Pairing When It Makes Sense
One of the early decisions that was made was that the team wouldn’t treat pairing as an all-or-nothing endeavor. Pairing 100% of the time shouldn’t be necessary – for a lot of good reasons:
- Story on the rocks: Sometimes a story’s scope might have been underestimated or post kick-off design changes were necessary mid-sprint. The pair could split up and divide the work to parallelize the effort.
- Odd man out: When there was an odd number of developers (for whatever reason) that was an opportunity to get ahead by playing a spike or a technical story that would position the team better for the current or coming sprint.
- I need a break: Pairing fatigue is a reality. When there’s an opportunity (small story or spike / investigation / technical task), a developer could opt to take it on their own.
- Back from a sick day: No need to share the misery – take a break from pairing and work on something on your own.
Preserving Team Culture
One of the most significant takeaways from the first year or two of the pairing experience for the TrackWise team was that it was possible to preserve the important aspects of what made the team successful before pairing was introduced.

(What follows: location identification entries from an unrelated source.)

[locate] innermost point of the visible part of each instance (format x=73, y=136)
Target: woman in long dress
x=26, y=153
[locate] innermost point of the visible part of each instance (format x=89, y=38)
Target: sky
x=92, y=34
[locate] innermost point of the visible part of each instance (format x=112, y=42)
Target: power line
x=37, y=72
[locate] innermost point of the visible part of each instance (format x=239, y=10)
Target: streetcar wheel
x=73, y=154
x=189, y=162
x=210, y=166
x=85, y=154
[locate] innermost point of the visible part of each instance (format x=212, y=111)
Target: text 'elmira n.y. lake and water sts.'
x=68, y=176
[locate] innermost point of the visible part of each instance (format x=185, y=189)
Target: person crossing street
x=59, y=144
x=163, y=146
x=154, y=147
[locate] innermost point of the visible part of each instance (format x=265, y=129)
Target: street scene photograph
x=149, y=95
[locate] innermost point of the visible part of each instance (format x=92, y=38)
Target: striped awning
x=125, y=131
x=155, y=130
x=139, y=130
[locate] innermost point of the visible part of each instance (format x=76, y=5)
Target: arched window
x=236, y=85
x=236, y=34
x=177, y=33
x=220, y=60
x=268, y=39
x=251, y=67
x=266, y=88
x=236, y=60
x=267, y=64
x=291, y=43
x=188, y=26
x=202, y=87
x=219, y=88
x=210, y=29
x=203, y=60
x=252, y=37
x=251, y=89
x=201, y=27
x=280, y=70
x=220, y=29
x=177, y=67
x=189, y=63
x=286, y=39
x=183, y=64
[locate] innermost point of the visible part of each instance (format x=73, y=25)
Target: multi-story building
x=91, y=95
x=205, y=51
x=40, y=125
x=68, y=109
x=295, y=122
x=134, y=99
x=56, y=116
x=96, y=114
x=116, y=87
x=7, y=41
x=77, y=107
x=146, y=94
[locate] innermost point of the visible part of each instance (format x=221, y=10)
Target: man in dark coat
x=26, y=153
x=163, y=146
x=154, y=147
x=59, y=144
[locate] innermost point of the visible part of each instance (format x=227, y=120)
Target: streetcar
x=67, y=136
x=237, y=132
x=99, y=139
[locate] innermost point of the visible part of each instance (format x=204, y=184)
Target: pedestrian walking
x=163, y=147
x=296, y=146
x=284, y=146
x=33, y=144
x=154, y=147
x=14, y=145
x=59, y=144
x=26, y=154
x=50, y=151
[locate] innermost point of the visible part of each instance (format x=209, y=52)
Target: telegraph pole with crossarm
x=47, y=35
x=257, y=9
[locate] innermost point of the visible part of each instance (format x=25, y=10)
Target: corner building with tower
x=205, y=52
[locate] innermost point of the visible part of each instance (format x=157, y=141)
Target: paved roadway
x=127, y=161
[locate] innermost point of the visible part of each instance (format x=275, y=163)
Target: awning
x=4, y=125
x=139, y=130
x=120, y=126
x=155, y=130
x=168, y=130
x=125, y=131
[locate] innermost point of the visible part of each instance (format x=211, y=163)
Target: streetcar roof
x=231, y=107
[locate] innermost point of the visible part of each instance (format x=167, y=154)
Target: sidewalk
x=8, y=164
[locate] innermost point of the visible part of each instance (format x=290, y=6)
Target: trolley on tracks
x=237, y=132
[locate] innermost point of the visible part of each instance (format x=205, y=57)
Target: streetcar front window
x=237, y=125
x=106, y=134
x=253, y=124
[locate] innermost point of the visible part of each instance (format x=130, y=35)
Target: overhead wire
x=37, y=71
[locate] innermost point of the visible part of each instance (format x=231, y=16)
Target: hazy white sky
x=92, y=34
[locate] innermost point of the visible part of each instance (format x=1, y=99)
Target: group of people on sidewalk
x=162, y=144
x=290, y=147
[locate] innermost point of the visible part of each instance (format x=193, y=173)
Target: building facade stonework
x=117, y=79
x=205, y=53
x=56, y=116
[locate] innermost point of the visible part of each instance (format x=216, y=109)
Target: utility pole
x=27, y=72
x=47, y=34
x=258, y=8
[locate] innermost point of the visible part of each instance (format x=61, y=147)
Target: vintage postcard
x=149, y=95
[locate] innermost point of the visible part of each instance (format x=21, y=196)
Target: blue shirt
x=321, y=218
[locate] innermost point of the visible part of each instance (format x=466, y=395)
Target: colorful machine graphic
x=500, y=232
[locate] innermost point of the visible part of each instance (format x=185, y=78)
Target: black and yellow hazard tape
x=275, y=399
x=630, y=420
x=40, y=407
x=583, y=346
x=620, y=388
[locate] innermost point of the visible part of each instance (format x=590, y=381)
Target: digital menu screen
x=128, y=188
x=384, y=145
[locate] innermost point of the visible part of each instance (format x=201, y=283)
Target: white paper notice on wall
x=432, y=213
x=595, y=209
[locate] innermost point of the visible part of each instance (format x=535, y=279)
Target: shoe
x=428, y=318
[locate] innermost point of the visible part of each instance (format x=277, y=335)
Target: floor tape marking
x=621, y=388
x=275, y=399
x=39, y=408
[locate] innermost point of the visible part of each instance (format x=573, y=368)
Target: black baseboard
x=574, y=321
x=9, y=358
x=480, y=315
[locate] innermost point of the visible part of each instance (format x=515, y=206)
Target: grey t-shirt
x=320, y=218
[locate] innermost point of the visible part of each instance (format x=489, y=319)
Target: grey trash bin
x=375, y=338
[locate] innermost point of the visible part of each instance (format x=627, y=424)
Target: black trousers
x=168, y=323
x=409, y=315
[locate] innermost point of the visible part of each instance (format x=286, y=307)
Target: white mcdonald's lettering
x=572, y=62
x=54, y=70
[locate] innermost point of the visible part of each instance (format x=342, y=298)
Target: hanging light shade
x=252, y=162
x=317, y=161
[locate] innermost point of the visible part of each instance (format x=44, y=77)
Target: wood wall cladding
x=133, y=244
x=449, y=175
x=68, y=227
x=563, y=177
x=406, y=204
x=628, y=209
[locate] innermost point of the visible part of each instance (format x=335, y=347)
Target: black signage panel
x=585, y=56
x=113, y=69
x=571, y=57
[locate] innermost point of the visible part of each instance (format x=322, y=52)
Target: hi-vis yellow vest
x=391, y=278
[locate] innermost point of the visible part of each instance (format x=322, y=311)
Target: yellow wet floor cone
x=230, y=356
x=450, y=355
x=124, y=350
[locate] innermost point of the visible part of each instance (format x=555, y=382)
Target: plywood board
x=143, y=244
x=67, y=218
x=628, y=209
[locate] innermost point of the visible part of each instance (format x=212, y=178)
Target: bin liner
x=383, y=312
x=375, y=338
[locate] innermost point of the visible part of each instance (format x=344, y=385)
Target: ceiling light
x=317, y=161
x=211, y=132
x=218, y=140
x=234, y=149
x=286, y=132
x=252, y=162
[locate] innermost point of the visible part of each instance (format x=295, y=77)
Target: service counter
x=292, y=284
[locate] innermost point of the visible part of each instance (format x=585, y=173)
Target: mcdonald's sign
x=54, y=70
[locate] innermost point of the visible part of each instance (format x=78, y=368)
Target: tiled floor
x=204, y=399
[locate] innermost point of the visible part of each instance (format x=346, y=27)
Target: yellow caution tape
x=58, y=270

The entire R&D organization can still be aligned as far as general best practices and processes, but the product teams don’t have to operate identically. This applies to Agile / Scrum as well as pair-programming. Pairing can enhance the strengths of the team without asking them to give up the things they value most.
To quote the Wikipedia entry, “Emergence is a phenomenon whereby larger entities arise through interactions among smaller or simpler entities such that the larger entities exhibit properties the smaller/simpler entities do not exhibit.” It’s almost like the old saying that the “whole can’t be greater than the sum of the parts”, except that it can.
My own personal experience with pair-programming is that it brings the best ideas to the surface and the interactions between pairing individuals can sometimes result in something different and better than either of them offered up to begin with. It’s also taught me the wisdom of knowing when to speak and when to listen. It seems that if you’re doing it correctly, your ego should be in the back seat and you should be listening and trying to help find the best path to a solution. A colleague once told me that “everything is a journey and a conversation.”
I’ve come to believe that collaboration in the form of pair-programming is just that.